The man raised a trimmed eyebrow at his son and his lips pressed together in a disapproving frown. His fingers twitched around his goblet. Eirikr tensed – an old habit.
“Regardless, you must go after her. You agree that man stole her from her family and led her on a wild goose chase into the West.” His father raised the goblet to his lips. “She must be found.”
“I’m surprised you haven’t sent any of your men to find her.” He crossed his arms over his broad chest. “Are you afraid it will get out and the betrothal will fall through?”
Kolrson scowled, swirling the drink around for a moment before tipping it back. “It already has fallen through. One cannot hide the disappearance of a family member for this long, not without raising unfavorable suspicion.” He grimaced. “Already some say she was kidnapped. Some claim she stole our fortune and ran off to marry the old man. In any case, Eirikr, she must be dealt with.” The man’s eyes gleamed in the firelight.

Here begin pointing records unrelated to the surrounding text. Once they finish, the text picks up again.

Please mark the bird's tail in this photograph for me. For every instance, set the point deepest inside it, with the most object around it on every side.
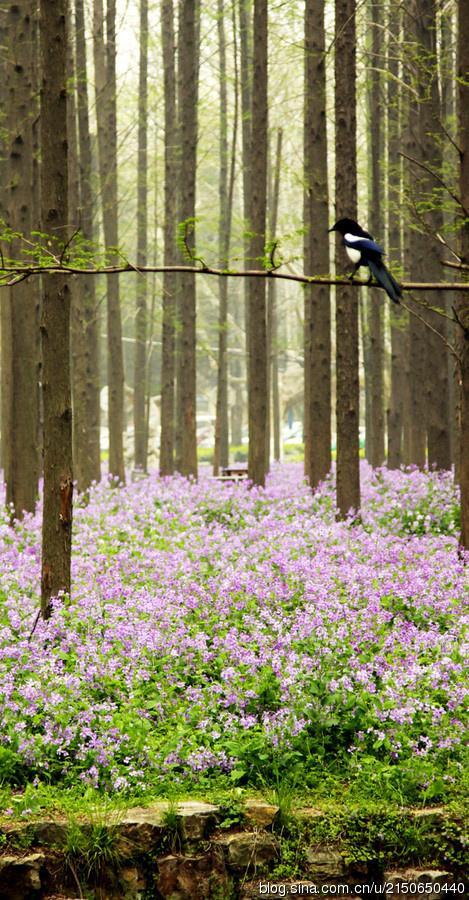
(385, 279)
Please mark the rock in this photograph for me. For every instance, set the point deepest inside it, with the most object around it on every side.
(52, 833)
(261, 888)
(427, 877)
(260, 813)
(190, 877)
(198, 819)
(19, 875)
(247, 850)
(324, 864)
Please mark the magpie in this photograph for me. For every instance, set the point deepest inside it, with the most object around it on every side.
(362, 250)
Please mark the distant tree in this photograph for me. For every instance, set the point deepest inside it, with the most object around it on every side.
(347, 402)
(257, 338)
(374, 299)
(168, 359)
(104, 46)
(87, 455)
(55, 324)
(141, 314)
(22, 471)
(462, 303)
(188, 79)
(225, 192)
(317, 308)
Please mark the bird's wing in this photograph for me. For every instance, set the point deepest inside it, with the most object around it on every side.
(361, 243)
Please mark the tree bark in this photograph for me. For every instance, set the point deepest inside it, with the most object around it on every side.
(221, 448)
(141, 325)
(462, 303)
(55, 325)
(23, 469)
(168, 360)
(272, 313)
(188, 76)
(257, 336)
(398, 408)
(105, 81)
(317, 304)
(347, 403)
(374, 300)
(88, 455)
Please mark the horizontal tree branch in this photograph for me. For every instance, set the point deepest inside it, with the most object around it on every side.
(15, 274)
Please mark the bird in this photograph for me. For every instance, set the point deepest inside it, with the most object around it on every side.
(362, 250)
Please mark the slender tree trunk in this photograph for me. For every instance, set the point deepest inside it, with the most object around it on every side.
(23, 470)
(88, 455)
(55, 325)
(347, 403)
(142, 242)
(272, 313)
(317, 306)
(397, 407)
(246, 74)
(374, 300)
(462, 303)
(257, 337)
(168, 359)
(188, 74)
(221, 449)
(431, 137)
(105, 80)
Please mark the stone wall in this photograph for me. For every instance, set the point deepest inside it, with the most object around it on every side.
(188, 853)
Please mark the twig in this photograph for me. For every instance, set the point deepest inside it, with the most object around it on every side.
(437, 178)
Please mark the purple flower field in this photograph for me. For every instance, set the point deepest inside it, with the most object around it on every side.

It was Eirikr’s turn to narrow his eyes.
“What do you intend to do with her?”
Kolrson raised his brow as if insulted by the question. “Why, take her back into her loving home and tend to any damage inflicted by her little adventure.”
Growling, Eirikr raised an arm to point at his father. “You will not hurt her, old man.” His deep voice rumbled the unspoken threat.

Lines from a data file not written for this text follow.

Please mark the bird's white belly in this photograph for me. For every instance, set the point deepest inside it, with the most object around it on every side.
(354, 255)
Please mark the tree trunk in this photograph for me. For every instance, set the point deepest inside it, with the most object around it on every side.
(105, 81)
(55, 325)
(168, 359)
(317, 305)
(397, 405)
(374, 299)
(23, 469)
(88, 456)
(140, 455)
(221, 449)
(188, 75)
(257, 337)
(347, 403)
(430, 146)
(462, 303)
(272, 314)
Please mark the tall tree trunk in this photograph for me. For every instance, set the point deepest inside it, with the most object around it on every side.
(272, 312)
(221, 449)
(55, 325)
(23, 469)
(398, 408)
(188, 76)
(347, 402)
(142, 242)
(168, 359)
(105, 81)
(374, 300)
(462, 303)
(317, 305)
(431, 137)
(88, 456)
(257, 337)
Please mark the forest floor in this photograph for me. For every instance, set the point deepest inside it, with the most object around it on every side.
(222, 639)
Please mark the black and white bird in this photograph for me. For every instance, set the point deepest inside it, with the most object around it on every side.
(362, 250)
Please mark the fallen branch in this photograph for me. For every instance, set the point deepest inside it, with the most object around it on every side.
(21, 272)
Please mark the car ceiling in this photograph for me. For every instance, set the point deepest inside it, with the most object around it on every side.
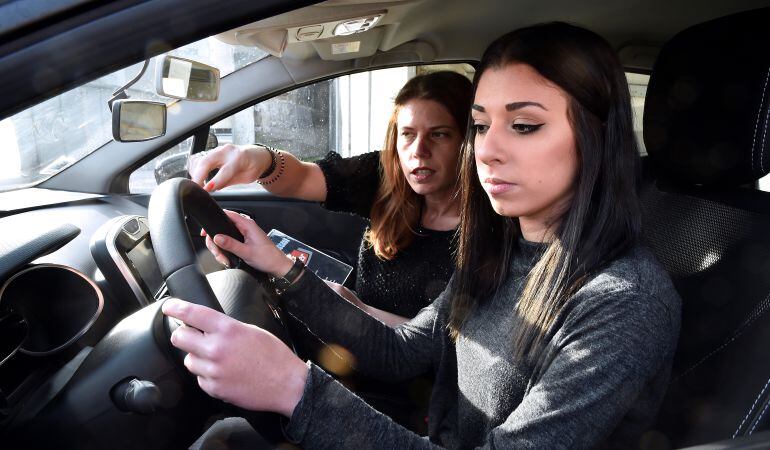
(447, 24)
(49, 46)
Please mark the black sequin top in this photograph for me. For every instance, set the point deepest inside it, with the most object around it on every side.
(418, 273)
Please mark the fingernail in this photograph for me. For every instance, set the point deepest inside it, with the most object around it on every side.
(170, 305)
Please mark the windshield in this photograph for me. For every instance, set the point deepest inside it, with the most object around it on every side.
(40, 141)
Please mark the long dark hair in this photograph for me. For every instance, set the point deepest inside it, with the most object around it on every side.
(395, 213)
(602, 220)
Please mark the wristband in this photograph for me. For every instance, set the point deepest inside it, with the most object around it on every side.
(271, 168)
(281, 167)
(291, 276)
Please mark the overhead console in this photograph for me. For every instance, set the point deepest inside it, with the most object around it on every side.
(123, 251)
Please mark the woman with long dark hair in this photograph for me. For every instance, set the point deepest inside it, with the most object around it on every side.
(558, 328)
(408, 191)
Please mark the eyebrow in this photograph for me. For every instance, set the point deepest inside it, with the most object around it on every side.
(511, 106)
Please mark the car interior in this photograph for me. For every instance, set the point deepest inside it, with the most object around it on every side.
(87, 255)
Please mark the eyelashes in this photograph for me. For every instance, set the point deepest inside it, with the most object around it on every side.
(526, 128)
(520, 128)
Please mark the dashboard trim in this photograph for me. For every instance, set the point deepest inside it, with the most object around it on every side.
(84, 329)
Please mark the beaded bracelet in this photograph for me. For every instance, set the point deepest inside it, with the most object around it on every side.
(269, 171)
(281, 168)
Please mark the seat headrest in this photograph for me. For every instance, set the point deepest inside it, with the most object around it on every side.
(708, 102)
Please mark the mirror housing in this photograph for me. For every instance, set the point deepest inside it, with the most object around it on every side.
(138, 120)
(186, 79)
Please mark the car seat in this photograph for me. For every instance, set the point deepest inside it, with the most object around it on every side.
(706, 123)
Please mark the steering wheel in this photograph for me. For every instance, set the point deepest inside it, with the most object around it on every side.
(241, 292)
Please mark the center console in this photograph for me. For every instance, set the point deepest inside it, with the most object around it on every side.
(122, 249)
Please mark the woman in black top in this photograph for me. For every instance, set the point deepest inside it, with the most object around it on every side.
(407, 191)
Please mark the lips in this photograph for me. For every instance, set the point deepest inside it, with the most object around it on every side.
(496, 186)
(422, 173)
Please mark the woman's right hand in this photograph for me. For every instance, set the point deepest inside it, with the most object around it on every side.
(237, 164)
(256, 250)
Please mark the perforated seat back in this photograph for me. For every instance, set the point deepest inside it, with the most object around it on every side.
(705, 129)
(719, 258)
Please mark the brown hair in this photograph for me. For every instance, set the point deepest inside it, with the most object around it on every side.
(603, 219)
(396, 209)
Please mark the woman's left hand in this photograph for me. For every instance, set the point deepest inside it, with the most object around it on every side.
(236, 362)
(256, 250)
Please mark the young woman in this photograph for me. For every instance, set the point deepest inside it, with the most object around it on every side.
(408, 191)
(558, 328)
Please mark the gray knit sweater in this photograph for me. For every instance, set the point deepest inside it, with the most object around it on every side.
(603, 372)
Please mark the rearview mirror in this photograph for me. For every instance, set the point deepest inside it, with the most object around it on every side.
(138, 120)
(187, 79)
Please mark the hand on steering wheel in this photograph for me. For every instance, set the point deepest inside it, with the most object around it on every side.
(239, 363)
(256, 250)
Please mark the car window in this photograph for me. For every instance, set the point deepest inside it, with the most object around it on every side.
(44, 139)
(348, 114)
(169, 164)
(637, 86)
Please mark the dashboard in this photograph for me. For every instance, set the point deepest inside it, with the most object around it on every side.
(68, 274)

“Oh? Shall I send Sten and his men to fetch her?” Kolrson gazed down into his goblet, nonchalant.
A chill ran down Eirikr’s spine. His voice trembled beneath its touch. “You wouldn’t dare send that beast after your own daughter.”

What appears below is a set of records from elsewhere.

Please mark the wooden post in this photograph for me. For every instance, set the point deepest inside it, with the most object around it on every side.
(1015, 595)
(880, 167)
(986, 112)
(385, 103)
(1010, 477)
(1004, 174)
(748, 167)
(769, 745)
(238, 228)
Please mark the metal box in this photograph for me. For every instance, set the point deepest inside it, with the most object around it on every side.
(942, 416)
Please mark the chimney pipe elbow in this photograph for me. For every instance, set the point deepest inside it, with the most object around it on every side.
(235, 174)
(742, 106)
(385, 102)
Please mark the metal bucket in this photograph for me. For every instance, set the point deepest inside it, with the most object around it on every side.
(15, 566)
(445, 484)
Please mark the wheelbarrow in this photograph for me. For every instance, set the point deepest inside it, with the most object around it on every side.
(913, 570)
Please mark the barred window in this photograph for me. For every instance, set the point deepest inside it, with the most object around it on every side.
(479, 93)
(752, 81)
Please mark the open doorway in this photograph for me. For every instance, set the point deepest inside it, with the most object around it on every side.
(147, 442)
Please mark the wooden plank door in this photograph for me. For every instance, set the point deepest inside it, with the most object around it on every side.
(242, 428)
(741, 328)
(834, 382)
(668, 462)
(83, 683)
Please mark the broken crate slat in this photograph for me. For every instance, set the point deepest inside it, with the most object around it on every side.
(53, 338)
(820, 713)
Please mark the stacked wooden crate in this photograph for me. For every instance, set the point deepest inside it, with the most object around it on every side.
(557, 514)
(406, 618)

“It’s in her best interests, you know, Eirikr. To protect her from herself.”
“You’d allow that man to touch your daughter? How could you?” Eirikr’s entire being was strung to its limits. His fists clenched and unclenched at his sides as he glared at his father with pure hatred.
“Why, if you will not go, who else can I depend on?” Kolrson set the goblet upside-down on the sidebar and slid a hand into his vest pocket. “I am only looking out for her best interests, Eirikr.” He smiled, even white teeth gleaming.
“Your only interests are your own,” Eirikr snapped. Through clenched teeth, he snarled, “How soon will the team be ready?”
“You will go alone. Faster. You are good on the trail, you will find your way.”
“Does anyone know where they were heading?”
“Aye. Far to the West. Eriador, I believe.”
Eirikr blinked, stunned. “Eriador? So far west?” His thoughts roamed to Ninim and his work in Lake-town. “A journey like that would take at least ten months. And that is not including the time it would take to find her.”
“It must be done, Eirikr.”
“I cannot go.”
Kolrson laid a heavy stare on his son. “You have already run away from your family obligations, Eirikr. Abiorn will die, and if he survives to take control of the business, he will make a poor merchant. He is too soft.” A silence stretched between them only to be broken by the angry breaths of the son. “You owe me this, Eirikr. Bring her back.”